Emily Howland (1827–1929) devoted her long life to abolition, temperance, and education—especially for escaped slaves and, after the Civil War, for African Americans generally. Though only an occasional campaigner for woman’s rights (nineteenth-century practice was to use the singular, woman's; later practice was to use the plural, women's), she nonetheless achieved notable milestones for women, including becoming the first female director of an American national bank.
Emily was born into the Quaker "dynasty" of Slocum Howland, whose family made Sherwood (now part of the town of Aurora) a historic hotbed of antislavery and woman’s rights activism. Emily was Slocum’s daughter; the prominent woman’s rights advocate Isabel Howland, born 1859, would be her niece.
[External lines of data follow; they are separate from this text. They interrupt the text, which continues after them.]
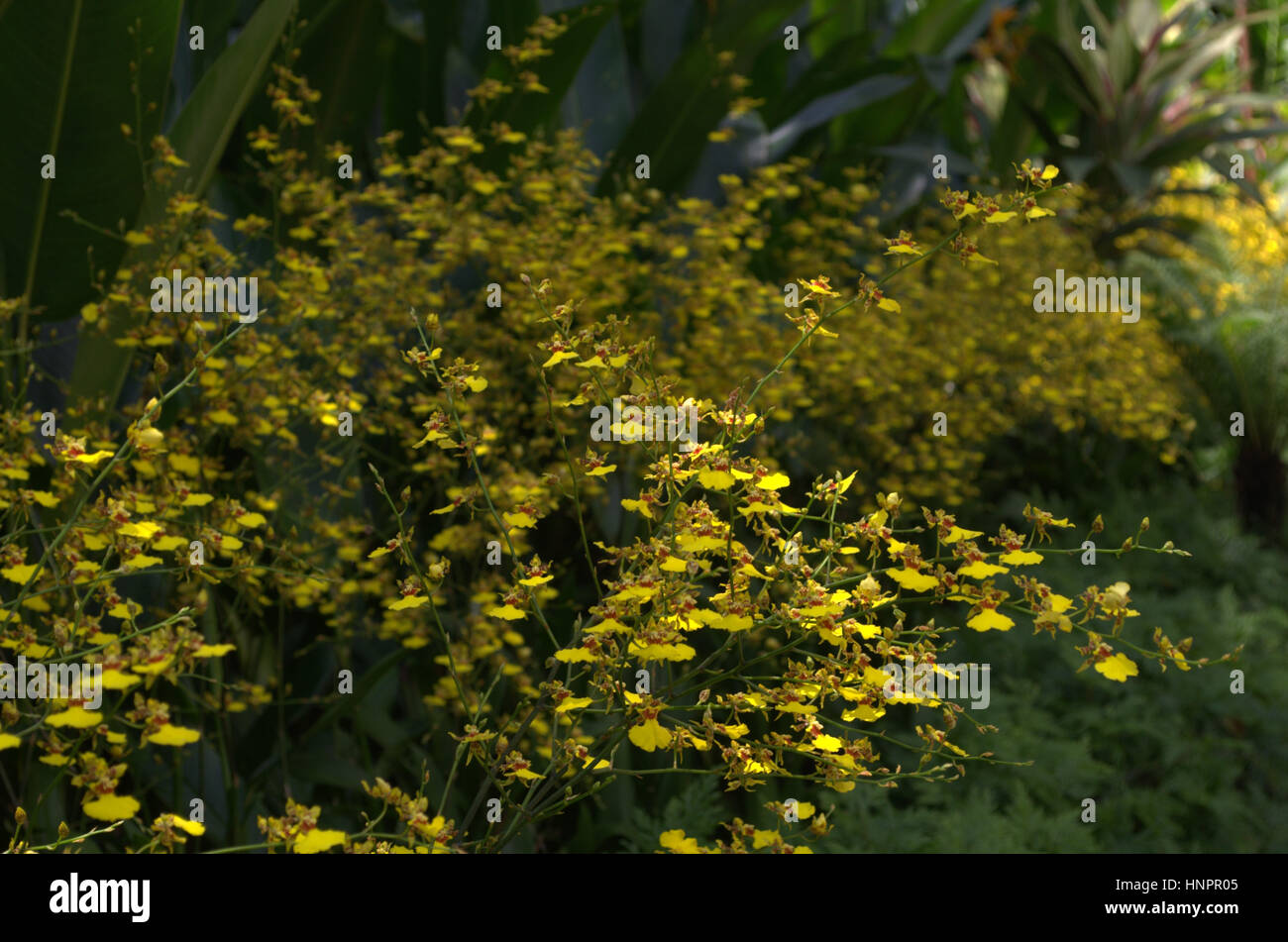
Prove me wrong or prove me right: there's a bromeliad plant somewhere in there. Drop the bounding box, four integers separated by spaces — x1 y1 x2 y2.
0 50 1226 852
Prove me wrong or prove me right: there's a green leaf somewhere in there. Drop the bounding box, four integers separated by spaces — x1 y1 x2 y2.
71 0 295 408
597 0 800 195
468 0 617 134
0 0 180 319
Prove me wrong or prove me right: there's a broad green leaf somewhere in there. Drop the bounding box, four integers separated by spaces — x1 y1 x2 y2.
468 0 617 133
0 0 180 319
597 0 799 194
71 0 295 408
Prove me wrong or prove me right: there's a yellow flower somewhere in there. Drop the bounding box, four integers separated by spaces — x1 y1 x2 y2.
83 792 141 821
46 706 103 730
657 830 700 853
966 609 1015 632
1096 651 1140 683
0 564 40 585
627 719 671 753
149 723 201 747
152 812 206 838
291 827 344 853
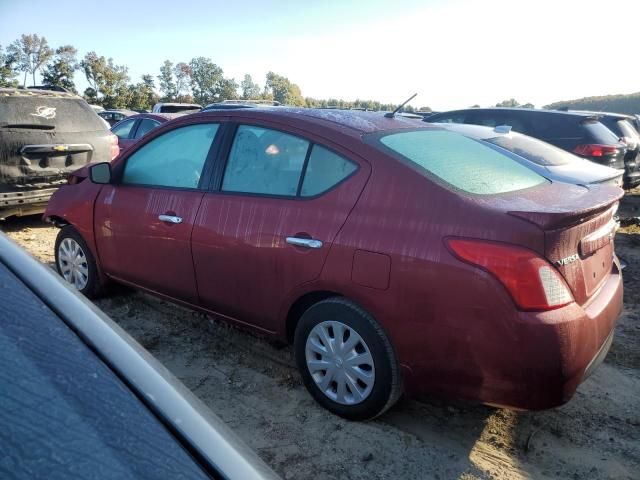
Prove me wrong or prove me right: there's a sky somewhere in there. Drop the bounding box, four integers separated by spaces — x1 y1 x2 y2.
0 0 640 110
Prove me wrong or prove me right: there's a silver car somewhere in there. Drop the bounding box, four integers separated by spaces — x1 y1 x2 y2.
434 123 624 187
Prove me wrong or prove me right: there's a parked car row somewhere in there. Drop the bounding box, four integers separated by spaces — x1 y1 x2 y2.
424 108 640 188
45 107 623 420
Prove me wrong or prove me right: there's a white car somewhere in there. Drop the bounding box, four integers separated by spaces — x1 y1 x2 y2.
433 123 624 187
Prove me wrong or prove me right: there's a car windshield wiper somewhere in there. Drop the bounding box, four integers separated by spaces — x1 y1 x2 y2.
0 123 56 130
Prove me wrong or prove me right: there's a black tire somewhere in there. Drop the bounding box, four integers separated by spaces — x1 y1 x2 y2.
294 297 402 420
55 225 102 298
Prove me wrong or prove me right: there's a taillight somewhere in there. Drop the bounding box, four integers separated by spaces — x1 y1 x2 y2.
573 143 618 157
447 238 573 311
109 133 120 160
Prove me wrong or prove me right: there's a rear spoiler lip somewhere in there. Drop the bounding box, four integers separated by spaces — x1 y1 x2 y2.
507 187 624 230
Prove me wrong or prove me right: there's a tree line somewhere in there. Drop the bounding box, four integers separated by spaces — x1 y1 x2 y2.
545 92 640 115
0 34 431 111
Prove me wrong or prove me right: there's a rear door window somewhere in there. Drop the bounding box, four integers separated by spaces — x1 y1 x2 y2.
111 120 136 140
300 145 358 197
373 130 546 195
122 123 219 188
133 118 160 138
222 125 309 197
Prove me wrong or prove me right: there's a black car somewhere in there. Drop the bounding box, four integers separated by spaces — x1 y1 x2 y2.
0 88 118 219
424 108 640 188
0 234 278 480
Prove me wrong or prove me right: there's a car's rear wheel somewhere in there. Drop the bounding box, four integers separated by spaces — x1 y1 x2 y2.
294 297 402 420
55 225 100 298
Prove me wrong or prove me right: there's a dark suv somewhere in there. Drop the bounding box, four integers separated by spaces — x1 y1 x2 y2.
424 108 640 188
0 88 118 219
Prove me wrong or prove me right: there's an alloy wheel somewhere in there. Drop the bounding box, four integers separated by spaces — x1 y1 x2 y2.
58 238 89 290
305 321 375 405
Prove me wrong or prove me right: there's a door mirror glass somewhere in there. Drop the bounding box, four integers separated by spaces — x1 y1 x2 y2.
89 162 111 184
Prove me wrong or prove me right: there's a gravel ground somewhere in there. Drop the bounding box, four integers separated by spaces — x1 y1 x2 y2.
0 192 640 479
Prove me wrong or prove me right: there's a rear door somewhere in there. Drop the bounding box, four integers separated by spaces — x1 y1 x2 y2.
192 122 369 331
94 123 219 303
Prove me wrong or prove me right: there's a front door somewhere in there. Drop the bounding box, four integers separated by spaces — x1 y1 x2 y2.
94 123 218 303
192 124 369 331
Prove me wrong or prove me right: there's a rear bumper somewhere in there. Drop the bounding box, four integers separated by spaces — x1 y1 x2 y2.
404 259 623 410
0 188 57 219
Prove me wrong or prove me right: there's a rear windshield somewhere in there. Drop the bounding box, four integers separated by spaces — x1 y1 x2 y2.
618 120 640 140
0 95 106 132
582 121 619 145
484 135 576 167
374 130 546 195
160 105 200 113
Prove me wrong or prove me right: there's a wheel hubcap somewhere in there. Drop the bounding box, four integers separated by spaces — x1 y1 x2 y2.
305 321 376 405
58 238 89 290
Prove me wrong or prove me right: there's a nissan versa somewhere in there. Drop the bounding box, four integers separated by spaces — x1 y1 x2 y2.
45 108 623 419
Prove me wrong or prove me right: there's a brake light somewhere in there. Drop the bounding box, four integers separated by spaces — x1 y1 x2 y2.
109 133 120 160
447 238 573 311
573 143 618 157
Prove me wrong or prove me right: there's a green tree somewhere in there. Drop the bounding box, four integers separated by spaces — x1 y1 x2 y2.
265 72 305 106
127 75 158 110
0 45 18 87
7 33 53 87
80 52 130 108
240 74 260 100
42 45 79 93
173 62 191 102
158 60 178 102
189 57 238 105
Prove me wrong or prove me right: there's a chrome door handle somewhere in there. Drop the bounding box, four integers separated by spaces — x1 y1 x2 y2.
158 215 182 223
287 237 322 248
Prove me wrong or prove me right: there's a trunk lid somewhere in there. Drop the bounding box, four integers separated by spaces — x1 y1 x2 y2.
508 185 624 305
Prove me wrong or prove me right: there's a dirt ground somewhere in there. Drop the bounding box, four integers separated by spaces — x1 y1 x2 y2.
0 192 640 479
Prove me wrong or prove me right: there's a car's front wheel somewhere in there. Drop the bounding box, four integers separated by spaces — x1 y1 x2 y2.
294 297 402 420
55 225 100 298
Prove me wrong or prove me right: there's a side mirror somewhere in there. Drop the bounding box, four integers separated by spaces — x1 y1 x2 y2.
89 162 111 184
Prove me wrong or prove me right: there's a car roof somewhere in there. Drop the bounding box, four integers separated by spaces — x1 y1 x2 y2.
200 107 428 134
104 108 138 115
0 88 82 99
156 102 202 108
569 110 635 120
427 107 601 120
Beginning in her thirties, Emily spent much of her time in the South. From 1857 to 1859, she taught at the Normal School for Colored Girls in Washington, D.C. During the Civil War she lived in Arlington, Virignia, teaching literacy to freed slaves and aiding the sick during a smallpox epidemic. In 1867, she established the Howland Chapel School (Northumberland County, Virginia) to teach the children of former slaves. Her father, Slocum, assisted in funding this school. Ultimately, she founded or financially supported some fifty schools for African Americans across the south.
In 1870, she returned to Sherwood because Slocum was in declining health. She at once immersed herself in community affairs. In 1872, she founded and partly financed a grammar school, the Sherwood Select School. Ten years later she assumed full control over the school as owner and consulting head, a position she would hold until her 100th year. In 1884 and 1885, she toured Europe, accompanied by her niece Isabel. In 1890, she became a director of the Aurora National Bank in Aurora, New York. As mentioned, she was the first woman director of a national bank. She held this board seat until she died at the age of 101.
In 1926, the University of the State of New York conferred upon her an honorary Doctor of Literature (Litt. D.) degree, the first woman to be so honored by that institution. In 1927, her hundredth year, the Sherwood Select School (now known informally as the Emily Howland School) was absorbed into the public school system.
Emily Howland died in 1929, aged 101. Her Sherwood home still stands on Route 34B, a few doors south of the landmark Howland Stone Store. The New York State Education Department placed a historical marker in front of the house in 1935.